Tuesday, October 08, 2002

Sitting here at six in the morning a familiar sound erupted behind me: the hiss and gurgle of the radiator. They put the heat on.

My job is winding down in our new office in a strange part of town, at the crux of TriBeCa and SoHo, facing that striking public works building out on the Hudson. Each day I walk down Canal to get there, from Chinatown past the watercolor letterists and shops of knockoffs. The street is intimate; I get a sense of it as a distinct, self-sustaining community. A Chinese woman swept dust from out of one store and emerged to return the dustpan and broom to a store a few doors down. Businesses sit on top of each other and you don't know what's what or who you're supposed to buy anything from but someone will step up to sell. Shops with "electronics" and "audio" in their names sell nothing but fake shoes and handbags.

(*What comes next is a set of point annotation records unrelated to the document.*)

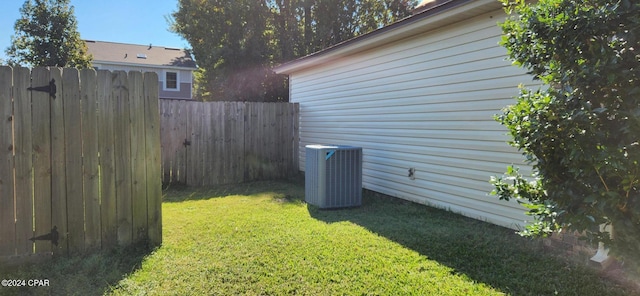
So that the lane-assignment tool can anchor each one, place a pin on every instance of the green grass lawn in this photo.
(261, 238)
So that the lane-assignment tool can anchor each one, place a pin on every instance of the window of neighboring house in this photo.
(171, 81)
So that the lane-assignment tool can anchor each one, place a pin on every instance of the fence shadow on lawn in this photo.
(483, 252)
(87, 274)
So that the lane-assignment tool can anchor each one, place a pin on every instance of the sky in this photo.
(125, 21)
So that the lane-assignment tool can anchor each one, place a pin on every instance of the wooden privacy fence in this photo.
(210, 143)
(80, 153)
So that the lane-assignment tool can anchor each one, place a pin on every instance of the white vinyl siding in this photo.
(425, 102)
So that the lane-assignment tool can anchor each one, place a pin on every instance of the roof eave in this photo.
(144, 65)
(427, 20)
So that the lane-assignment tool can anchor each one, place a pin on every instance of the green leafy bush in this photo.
(581, 132)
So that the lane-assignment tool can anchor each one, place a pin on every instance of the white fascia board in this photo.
(375, 39)
(143, 65)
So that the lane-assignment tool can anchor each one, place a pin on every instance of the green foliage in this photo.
(582, 131)
(237, 42)
(47, 35)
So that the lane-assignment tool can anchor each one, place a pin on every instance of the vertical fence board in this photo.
(138, 167)
(23, 160)
(122, 152)
(193, 158)
(7, 219)
(236, 158)
(168, 143)
(153, 158)
(41, 125)
(90, 177)
(73, 160)
(85, 161)
(184, 133)
(208, 137)
(231, 142)
(58, 172)
(106, 143)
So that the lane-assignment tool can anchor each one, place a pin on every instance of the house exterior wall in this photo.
(185, 79)
(426, 102)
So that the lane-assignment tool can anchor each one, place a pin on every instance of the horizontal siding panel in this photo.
(482, 207)
(446, 40)
(427, 102)
(477, 82)
(421, 131)
(422, 66)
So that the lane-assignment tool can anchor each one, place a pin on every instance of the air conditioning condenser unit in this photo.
(333, 176)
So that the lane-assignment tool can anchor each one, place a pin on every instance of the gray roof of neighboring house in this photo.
(147, 55)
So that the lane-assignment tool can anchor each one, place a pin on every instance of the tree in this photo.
(582, 131)
(236, 43)
(47, 35)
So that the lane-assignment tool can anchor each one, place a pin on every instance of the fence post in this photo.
(23, 148)
(7, 221)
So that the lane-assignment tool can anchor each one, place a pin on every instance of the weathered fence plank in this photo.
(8, 231)
(23, 160)
(106, 146)
(73, 160)
(122, 152)
(90, 174)
(153, 158)
(80, 165)
(229, 142)
(42, 130)
(138, 166)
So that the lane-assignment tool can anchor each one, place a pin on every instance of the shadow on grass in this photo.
(483, 252)
(288, 190)
(90, 274)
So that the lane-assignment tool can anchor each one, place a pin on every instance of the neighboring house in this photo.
(419, 96)
(174, 66)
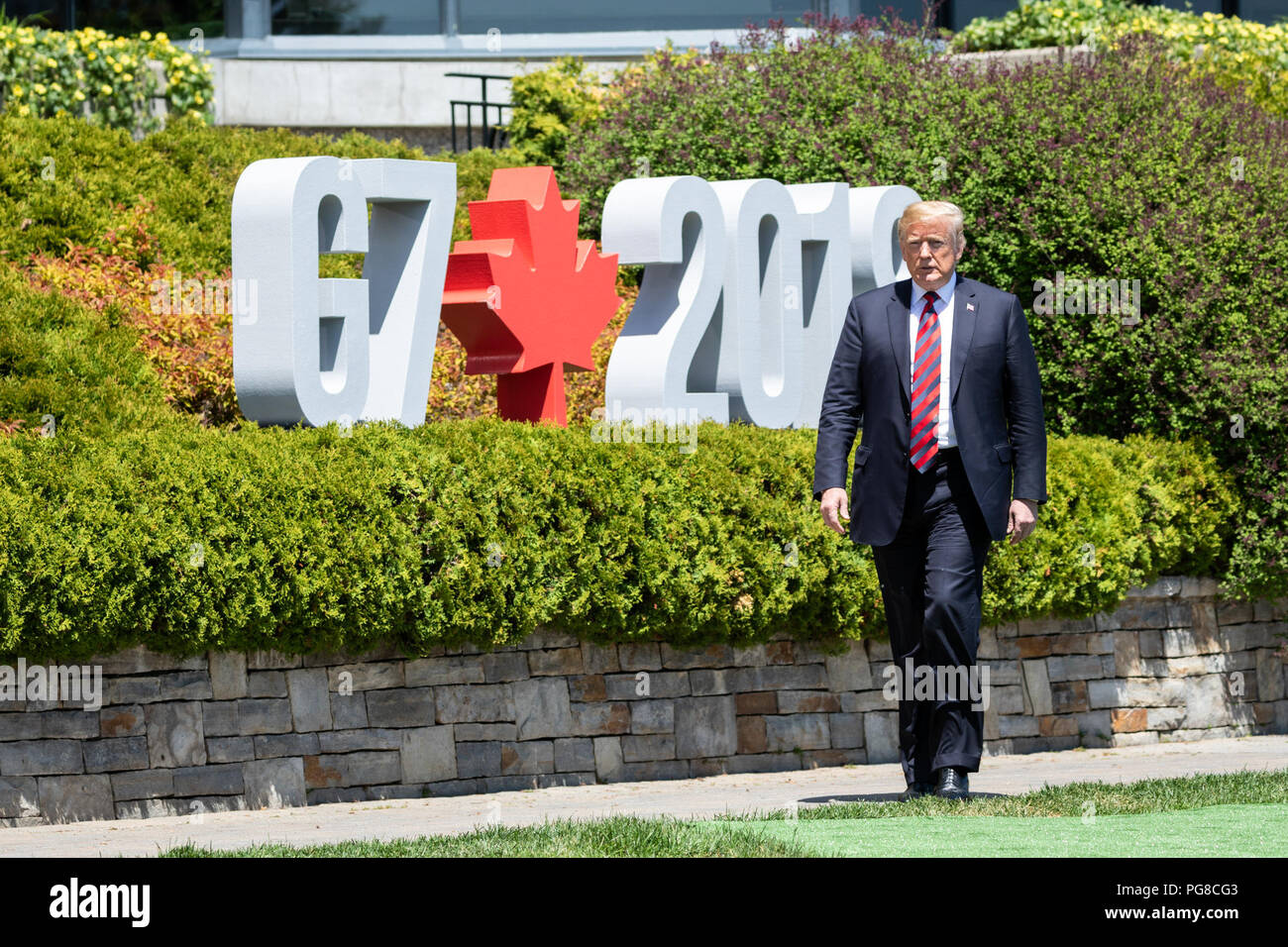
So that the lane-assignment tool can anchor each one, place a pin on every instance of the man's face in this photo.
(928, 253)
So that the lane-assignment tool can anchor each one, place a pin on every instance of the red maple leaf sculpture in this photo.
(527, 298)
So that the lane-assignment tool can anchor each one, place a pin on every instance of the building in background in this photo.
(386, 65)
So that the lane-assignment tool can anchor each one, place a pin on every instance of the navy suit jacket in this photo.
(996, 401)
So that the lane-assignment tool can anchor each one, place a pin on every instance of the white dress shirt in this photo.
(944, 309)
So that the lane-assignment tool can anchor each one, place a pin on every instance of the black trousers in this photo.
(931, 581)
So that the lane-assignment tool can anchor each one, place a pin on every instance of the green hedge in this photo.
(1126, 167)
(481, 531)
(188, 171)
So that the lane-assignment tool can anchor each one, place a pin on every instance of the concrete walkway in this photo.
(681, 797)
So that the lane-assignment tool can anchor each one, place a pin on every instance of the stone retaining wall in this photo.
(227, 731)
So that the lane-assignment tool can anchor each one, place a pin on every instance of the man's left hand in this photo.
(1022, 518)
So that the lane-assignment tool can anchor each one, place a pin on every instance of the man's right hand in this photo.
(835, 506)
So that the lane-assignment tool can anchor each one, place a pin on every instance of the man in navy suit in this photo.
(940, 371)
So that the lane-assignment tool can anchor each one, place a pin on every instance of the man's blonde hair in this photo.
(930, 210)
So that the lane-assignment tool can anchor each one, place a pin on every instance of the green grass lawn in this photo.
(1227, 814)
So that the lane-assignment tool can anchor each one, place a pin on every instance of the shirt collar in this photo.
(944, 292)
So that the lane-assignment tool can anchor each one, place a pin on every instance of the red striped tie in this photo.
(925, 389)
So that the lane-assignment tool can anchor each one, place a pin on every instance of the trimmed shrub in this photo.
(549, 102)
(106, 78)
(1235, 52)
(1122, 167)
(483, 531)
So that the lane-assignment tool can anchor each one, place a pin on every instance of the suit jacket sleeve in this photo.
(842, 407)
(1025, 424)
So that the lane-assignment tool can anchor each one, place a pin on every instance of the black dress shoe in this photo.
(915, 789)
(952, 784)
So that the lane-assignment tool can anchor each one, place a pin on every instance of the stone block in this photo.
(688, 659)
(228, 677)
(706, 727)
(467, 732)
(881, 736)
(403, 707)
(587, 686)
(1270, 676)
(121, 722)
(599, 659)
(600, 719)
(639, 656)
(849, 672)
(20, 797)
(608, 759)
(349, 741)
(455, 669)
(143, 784)
(224, 780)
(267, 684)
(1037, 688)
(478, 761)
(184, 685)
(349, 710)
(798, 732)
(642, 684)
(532, 757)
(751, 735)
(366, 677)
(575, 754)
(76, 797)
(505, 667)
(428, 754)
(846, 731)
(273, 784)
(310, 701)
(653, 716)
(271, 661)
(555, 661)
(286, 745)
(115, 755)
(807, 702)
(140, 660)
(175, 735)
(219, 719)
(230, 749)
(639, 749)
(482, 702)
(704, 682)
(263, 715)
(541, 707)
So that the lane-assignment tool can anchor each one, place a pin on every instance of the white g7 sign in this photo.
(313, 350)
(745, 290)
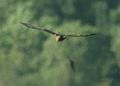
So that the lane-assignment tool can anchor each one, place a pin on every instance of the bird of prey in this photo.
(58, 36)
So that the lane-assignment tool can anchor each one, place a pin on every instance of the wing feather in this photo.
(39, 28)
(86, 35)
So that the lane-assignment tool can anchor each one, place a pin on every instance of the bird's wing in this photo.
(39, 28)
(74, 35)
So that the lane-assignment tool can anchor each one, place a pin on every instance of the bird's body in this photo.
(58, 36)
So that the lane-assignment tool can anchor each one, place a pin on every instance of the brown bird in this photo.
(58, 36)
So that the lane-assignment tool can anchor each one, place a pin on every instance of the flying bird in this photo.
(59, 37)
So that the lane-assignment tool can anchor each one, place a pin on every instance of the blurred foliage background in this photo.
(32, 58)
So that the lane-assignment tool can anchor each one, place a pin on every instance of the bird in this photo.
(59, 37)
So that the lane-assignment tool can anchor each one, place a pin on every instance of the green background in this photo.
(33, 58)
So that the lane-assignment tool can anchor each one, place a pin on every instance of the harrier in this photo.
(58, 36)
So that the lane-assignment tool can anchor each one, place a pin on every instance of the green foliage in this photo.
(32, 58)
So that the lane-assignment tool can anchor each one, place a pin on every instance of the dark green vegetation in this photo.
(32, 58)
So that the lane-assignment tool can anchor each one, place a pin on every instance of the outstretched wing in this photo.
(39, 28)
(74, 35)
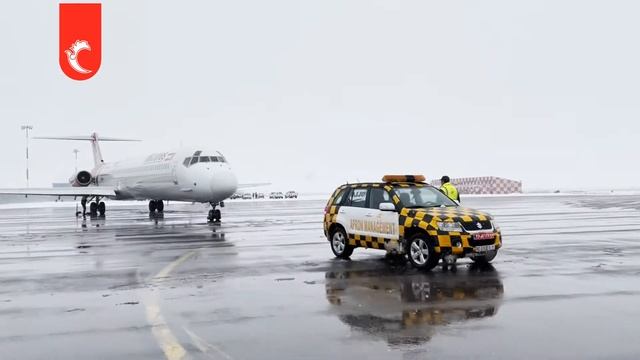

I hardly do any work. I show up and greet the few remaining people and we hang around and talk and we go out for long lunches and when Steve isn't there we play the guitar, we sing, we erupt in mad fits of cursing. It occurs to me what a weird and wonderful time this is. I will likely never have another time that is quite like this. In spite of the gloomy circumstances and the industrial grimness of the office (Jason said yesterday, "I hate coming into the office") I know that I will look back on this fondly. I'm in the middle of it and I know all too soon it will be over and I'm just trying to grasp it a little.

Listening to old tapes of my song ideas I feel like Beckett's Krapp listening to the tape of his diary. Disconcerting and absurd. At one point on a tape from '98 I heard Aimee's chimey voice in the background and I was plunged back into that cozy world I'd lost, or given up.